Vassili Poyarkov

Due to lack of food supplies of Russian colonists in the Far East, he was the Governor of Yakutsk, Pyotr Golovin, sent to lead the country in the fabled " Daurien " local tribes in the Russian pay tribute. The Dauren on the upper reaches of the Amur possessed fruit and vegetable cultivation, crop rotation and several farm and domestic animal breeds, also negotiated with the Chinese, were so wealthy.

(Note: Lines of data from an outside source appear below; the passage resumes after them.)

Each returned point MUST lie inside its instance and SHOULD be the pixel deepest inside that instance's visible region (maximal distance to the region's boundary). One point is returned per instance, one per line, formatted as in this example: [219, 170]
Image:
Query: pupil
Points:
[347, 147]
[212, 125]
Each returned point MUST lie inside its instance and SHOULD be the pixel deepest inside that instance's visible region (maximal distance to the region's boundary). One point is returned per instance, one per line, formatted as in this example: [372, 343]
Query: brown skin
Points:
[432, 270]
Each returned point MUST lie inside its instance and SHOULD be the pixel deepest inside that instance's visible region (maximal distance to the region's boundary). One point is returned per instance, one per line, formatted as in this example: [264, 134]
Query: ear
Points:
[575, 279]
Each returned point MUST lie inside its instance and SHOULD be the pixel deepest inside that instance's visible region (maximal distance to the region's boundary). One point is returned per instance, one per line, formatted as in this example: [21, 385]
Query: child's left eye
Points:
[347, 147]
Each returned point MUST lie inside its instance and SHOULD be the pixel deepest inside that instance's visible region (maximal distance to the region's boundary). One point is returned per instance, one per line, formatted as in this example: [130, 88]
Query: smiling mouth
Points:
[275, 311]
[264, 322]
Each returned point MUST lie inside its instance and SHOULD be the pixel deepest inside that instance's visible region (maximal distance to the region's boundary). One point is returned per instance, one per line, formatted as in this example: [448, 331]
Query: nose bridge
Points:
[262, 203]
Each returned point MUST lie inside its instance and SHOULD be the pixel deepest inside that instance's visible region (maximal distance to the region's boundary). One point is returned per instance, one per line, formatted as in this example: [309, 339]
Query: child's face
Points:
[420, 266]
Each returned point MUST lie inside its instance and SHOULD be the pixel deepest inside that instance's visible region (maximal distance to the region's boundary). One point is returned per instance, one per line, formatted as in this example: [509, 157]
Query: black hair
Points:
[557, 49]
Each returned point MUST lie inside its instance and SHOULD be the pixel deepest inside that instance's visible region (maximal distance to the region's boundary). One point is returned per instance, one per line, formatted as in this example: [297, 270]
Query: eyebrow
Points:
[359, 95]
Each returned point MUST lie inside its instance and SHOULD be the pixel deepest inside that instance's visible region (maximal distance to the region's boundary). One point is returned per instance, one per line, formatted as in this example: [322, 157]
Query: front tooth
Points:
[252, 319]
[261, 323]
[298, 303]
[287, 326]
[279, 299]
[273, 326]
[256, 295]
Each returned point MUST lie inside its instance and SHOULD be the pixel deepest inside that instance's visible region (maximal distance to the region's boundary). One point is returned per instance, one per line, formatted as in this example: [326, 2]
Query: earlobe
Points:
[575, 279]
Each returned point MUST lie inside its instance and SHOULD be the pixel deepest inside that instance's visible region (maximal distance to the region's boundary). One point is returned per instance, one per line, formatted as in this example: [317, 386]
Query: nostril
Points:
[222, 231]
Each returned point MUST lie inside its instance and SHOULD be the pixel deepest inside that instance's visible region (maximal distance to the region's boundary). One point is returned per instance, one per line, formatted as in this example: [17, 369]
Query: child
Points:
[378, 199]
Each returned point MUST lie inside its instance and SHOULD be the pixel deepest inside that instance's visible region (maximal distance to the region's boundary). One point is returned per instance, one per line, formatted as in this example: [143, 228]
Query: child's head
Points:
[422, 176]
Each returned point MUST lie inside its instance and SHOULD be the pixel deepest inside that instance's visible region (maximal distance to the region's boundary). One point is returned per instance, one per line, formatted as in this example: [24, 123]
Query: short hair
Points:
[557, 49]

With 133 man Poyarkov followed the Lena Creek and its tributaries upstream Aldan Utschur and Gonam, passed the Stanowoigebirge (where he left about 50 people ) and moved along the Zeya River, a tributary of the Amur, on to the Dauren. This took him initially friendly, but the Cossacks soon tried to blackmail with hostage-taking and torture charges or suspected riches. So the Dauren under tied the food supply and shut Pojarkows Men in winter 1643/44 in the gorge Umlekan, where 40 people despite cannibalism of prisoners starved to death or died of disease. The survivors reached the Amur and drove on it downstream, where they all met with resistance. In the fall of 1644 they reached the mouth of the Amur. There they plundered (thanks to the hostage-taking of some chiefs ) from the Niwchen, then sailed in boats across the sea to the north, and went over the river Maja, the Aldan and Lena again back to Yakutsk ( 1646). The results of the expedition included a map and reports on landscape and population. Poyarkov but was sued by the survivors of the expedition because of his cruelty and his traces are lost.

Not least because Pojarkows reports and failures was another Cossack, Jerofei Khabarov, goaded to subdue Transbaikalia and Daurien what he tried from 1650. Since the latter was more successful than Poyarkov, he is a namesake of the city of Khabarovsk less forgotten today. After Poyarkov a Rajonverwaltungszentrum the east of the Amur Oblast, Pojarkowo are named.